2023.06.26
葉山港から鎌倉に戻った。帰りに七里ヶ浜に寄って夕日を見て帰ろうと思った。けれど、睡眠不足でエネルギーが切れそうだったので、まっすぐ宿にもどることにした。
ゲストハウスにもどると、受付にはラテン系の女の子がいた。全身にタトゥーが入った笑顔の柔らかい女の子。彼女に「Are you check in?」と言われた。
一瞬、どうやって答えるか迷った。やや沈黙があって、「あぁ、もう終わったよ!」と日本語で答えた。とっさに英語がでなかったので、身振り手振りと母国語での対応だった。
ほんのちょっとの英語と、チョーかんたんな日本語と、身振り手振りと表情での対応。手持ちの貧弱な表現道具で、その子と対話した。その子はスペインのセビリア出身だった。
ぼくはスペインという国に興味がある。だから、セビリアのことはよく知らなかったけど、この子との「ちょっとした出会い」に「ちょっとした縁」を感じた。
「ちょっとした縁」を感じて、セビリアのことが気になってきた。この先スペインに行く機会が訪れたらきっとセビリアに寄る。ぼくの「訪問先」はこんな”ちょっとしたこと”で決まったりする。

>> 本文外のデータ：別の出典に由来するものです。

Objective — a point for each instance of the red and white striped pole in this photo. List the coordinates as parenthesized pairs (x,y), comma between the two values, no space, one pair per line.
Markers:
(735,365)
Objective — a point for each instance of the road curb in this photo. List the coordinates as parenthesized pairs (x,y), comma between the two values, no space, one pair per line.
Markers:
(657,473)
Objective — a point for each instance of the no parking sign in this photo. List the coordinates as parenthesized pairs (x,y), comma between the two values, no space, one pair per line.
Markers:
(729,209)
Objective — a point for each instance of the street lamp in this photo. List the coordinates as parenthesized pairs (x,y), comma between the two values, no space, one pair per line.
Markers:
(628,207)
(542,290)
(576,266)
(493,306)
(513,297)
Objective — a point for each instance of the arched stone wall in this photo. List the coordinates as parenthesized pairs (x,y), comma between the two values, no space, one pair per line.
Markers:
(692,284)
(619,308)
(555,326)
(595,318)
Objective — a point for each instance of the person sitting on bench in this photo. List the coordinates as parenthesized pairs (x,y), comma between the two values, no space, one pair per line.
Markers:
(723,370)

セビリアのことを色々と聴きたかったけれど、やっぱり英語力が乏しいからか、深いところまで話が掘れなかった。スペイン語なんてもってのほかだから、なおさら、「せめて英語だけでも」という気持ちになった。
単に情報としてセビリアのことを知りたければ、ネットで検索すれば済む。でも、この「ちょっとした出会い」で見聞きしたことの”体験的な記憶”と、ネットで”サクッと見聞きしたこと”では、決定的に「何か」が違う。

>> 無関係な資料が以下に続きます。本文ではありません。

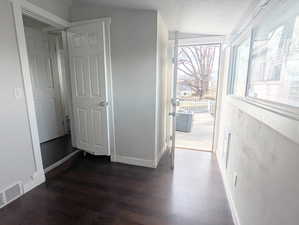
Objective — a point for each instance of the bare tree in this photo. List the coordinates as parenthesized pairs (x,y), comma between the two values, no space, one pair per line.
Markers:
(196,65)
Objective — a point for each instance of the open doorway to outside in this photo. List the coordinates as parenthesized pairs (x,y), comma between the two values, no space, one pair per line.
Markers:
(50,86)
(197,82)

セビリアの女の子は、ぼくの学生時代の英会話のフィリピン人のセンセーにどこか似ていた。英語が得意というわけではなかったけれど、その英会話の授業は好きだった。話好きなのだ。
好きな授業だったから、そのセンセーのことはよく覚えていた。フィリピン人のセンセーと自分の母国語ではない英語で話すのが、新鮮な感覚で好きだった。
慣れ親しんでない言語で会話をすると、自分の中にある「新鮮な感覚」も一緒に出てきた。英会話の授業や街中で外国人と話しているときの楽しさは、その「新鮮な感覚」がもたらしている部分が大きいと思う。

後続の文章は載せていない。